Analysts were left wondering what the value of Porsche should be after a series of write-downs. “These are not margins that one would expect to see in luxury products,” Patrick Hummel, lead automotive analyst for banking firm UBS, said on the call. Hummel noted that Porsche shares still trade at 18 times company earnings, despite a 41% drop from their height in 2023, compared with around six or seven times for BMW and Mercedes-Benz. “Investors might increasingly look at P911 [Porsche’s stock ticker] as a cyclical premium car company rather than a highly profitable luxury goods company,” he said in a note to investors.

Porsche’s confidence that it could pivot to luxury EVs was ambitious but not recklessly so in the context of the Tesla-hyped bubble of 2022. Porsche executives back then, for example, quoted forecasts by influential consultancy McKinsey saying around half of the luxury automotive market was going to be electric by 2031.

Other luxury brands have also retreated from EV plans – for example, Maserati’s €1.5bn (£1.3bn) write-down earlier this year.

The long delay to the SSP Sport platform will inevitably have a knock-on effect on Volkswagen Group stablemate Audi, which was helping with the development of a platform that would have delivered level-three eyes-off autonomy, among other advances. It will also hurt Rimac, which supplies electric drivetrain parts to its investor. Any payment negotiation between the two could potentially end up with Rimac CEO Mate Rimac taking full control of Bugatti, which is currently 45% owned by Porsche.

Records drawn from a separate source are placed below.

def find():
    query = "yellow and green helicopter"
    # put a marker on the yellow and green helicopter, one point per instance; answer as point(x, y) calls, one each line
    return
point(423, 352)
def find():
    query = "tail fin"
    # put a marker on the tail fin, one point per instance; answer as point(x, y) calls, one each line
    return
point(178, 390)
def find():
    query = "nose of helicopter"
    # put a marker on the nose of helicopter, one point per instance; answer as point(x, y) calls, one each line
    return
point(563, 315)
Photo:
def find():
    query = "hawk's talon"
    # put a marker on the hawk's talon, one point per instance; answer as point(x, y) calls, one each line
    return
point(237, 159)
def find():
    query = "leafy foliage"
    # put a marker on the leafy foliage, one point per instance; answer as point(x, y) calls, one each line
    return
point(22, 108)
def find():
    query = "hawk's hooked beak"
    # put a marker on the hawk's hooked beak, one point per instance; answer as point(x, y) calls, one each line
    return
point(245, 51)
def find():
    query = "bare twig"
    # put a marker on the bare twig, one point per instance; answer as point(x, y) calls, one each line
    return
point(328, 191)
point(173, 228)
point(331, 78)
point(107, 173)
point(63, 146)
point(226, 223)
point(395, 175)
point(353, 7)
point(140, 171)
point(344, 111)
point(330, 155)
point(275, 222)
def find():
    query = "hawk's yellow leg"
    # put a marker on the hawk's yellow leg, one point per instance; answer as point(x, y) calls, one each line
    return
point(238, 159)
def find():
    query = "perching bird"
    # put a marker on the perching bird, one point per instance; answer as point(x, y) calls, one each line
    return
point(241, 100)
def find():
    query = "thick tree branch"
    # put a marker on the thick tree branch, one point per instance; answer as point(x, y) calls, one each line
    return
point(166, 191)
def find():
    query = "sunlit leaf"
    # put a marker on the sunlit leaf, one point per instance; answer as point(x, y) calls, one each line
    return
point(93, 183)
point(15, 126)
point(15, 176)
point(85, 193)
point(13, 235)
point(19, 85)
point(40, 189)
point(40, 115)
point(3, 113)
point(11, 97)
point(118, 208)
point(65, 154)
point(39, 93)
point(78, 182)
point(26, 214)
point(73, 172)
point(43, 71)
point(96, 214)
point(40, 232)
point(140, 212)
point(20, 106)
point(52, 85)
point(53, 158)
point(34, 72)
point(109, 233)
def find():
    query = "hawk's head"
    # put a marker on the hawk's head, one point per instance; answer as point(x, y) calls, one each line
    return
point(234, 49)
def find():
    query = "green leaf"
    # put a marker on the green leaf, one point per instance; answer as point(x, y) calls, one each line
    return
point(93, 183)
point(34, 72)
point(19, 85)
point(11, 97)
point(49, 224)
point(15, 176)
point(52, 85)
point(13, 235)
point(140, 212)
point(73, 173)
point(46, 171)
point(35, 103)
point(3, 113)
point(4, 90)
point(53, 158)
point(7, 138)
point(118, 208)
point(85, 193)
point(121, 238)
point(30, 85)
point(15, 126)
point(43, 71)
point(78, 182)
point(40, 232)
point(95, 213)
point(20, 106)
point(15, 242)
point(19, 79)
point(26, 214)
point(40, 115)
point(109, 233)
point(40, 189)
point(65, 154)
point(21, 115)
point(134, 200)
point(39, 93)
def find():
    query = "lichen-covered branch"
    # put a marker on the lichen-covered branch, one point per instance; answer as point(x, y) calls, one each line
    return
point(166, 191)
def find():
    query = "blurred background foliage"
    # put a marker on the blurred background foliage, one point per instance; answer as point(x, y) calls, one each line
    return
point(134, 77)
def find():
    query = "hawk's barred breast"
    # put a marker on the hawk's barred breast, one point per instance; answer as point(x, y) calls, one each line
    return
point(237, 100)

Porsche insists that it’s still committed to EVs. However, the company’s high-profile retreat in the same month that BYD broke the production speed record in its electric Yangwang U9 Xtreme hypercar and the Chinese press reported that Lotus is aiming for a sub-6min Nürburgring lap time in its electric Eviya is bad news for Europe’s hopes of electric tech leadership in the luxury space.